Er stehe auf den Schultern anderer Schwarzer queerer KünstlerInnen, die oft vergessen worden seien, erzählt Montero in der Dokumentation: „Schwarzen Künstlern passiert das häufig, queeren Schwarzen Künstlern ganz besonders.“ Auch in seinem familiären Umfeld erlebe er Unverständnis für seine sexuelle Orientierung. Die Tourerfahrung beschreibt er als ersten Safe Space seines Lebens: Unter den Tänzern könne er zum ersten Mal bedingungslos er selbst sein.
Kollektiver Safe Space
Szenen der Konzerte aus „Long Live Montero“ zeigen, wie seine Auftritte ebenso sehr einen kollektiven Safe Space für das gesamte Publikum erschaffen: einen Raum, in dem niemand nur geduldet, sondern im Gegenteil in seiner ganzen Queerness zelebriert wird. So werden die Eingangsworte des „Montero“-Musikvideos zum Motto seiner Tour, zur Einladung an die Anwesenden, alles sein zu dürfen: „In life we hide the parts of ourselves we don’t want the world to see. We lock them away. But here we don’t: Welcome to Montero“.

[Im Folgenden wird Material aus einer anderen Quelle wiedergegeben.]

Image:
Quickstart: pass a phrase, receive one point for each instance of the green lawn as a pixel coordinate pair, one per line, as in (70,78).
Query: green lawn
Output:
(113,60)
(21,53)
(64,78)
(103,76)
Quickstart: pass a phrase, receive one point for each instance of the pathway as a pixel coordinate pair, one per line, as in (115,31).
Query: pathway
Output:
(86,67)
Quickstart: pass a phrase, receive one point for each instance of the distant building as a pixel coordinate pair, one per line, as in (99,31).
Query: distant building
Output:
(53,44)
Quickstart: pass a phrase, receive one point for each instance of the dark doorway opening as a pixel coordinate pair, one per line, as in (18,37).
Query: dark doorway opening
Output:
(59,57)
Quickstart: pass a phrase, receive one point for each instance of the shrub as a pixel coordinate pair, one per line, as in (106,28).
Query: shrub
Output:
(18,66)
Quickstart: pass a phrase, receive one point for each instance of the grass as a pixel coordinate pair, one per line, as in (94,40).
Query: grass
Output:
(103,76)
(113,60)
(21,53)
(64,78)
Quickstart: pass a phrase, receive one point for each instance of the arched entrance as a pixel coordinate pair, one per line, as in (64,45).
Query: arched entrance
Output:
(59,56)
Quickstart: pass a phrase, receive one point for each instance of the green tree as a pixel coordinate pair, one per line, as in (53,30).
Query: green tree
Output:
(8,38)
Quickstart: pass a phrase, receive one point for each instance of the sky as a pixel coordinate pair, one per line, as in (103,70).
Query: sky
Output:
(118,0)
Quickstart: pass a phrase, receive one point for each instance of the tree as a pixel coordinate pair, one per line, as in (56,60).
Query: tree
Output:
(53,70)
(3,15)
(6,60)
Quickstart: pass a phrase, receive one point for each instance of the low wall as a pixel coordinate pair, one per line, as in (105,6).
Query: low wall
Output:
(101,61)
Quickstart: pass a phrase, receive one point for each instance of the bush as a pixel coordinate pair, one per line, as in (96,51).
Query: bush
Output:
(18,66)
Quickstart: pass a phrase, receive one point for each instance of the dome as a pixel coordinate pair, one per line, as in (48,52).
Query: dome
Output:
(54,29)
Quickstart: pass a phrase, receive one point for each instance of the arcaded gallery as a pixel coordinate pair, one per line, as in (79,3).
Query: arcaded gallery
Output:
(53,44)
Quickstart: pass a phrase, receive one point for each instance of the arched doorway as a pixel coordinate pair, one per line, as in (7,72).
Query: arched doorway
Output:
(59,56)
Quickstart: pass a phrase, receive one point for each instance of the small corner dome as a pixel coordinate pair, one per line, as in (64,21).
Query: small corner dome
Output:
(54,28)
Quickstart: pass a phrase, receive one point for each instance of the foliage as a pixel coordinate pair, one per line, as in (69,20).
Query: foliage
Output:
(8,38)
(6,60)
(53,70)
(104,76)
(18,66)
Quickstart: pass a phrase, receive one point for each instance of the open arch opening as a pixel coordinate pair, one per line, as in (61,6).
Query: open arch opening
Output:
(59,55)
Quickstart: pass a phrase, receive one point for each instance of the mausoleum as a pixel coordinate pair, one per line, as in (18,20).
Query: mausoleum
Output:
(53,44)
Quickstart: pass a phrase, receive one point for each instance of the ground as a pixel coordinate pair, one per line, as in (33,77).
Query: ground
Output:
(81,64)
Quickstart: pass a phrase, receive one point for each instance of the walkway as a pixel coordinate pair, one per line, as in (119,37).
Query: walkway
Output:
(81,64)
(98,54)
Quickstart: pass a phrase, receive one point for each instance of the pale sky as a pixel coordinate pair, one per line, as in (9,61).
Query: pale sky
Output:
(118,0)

„Long Live Montero“ ist u. a. auf Amazon, Apple TV, und Magenta TV abrufbar
Montero, der in der Vergangenheit in Interviews äußerte, er habe als Jugendlicher verzweifelt versucht, seine Homosexualität wegzubeten, kann anders in die Zukunft blicken: „Mein neues Album soll Eskapismus sein. Aber nicht die Art, in die man sich flüchtet, wenn man sterben will. Sondern die Art, durch die man noch mehr zum Leben steht.“ In seinem kürzlich veröffentlichten Musikvideo zu „J Christ“ inszeniert sich der Sänger als Jesus und endet mit der Bibelstelle 2. Korinther 5,17: „Ist jemand in Christus, so ist er eine neue Kreatur. Das Alte ist vergangen, siehe, Neues ist geworden.“ Ein Ende seiner religiösen Provokationen ist also nicht in Sicht. Gott sei Dank.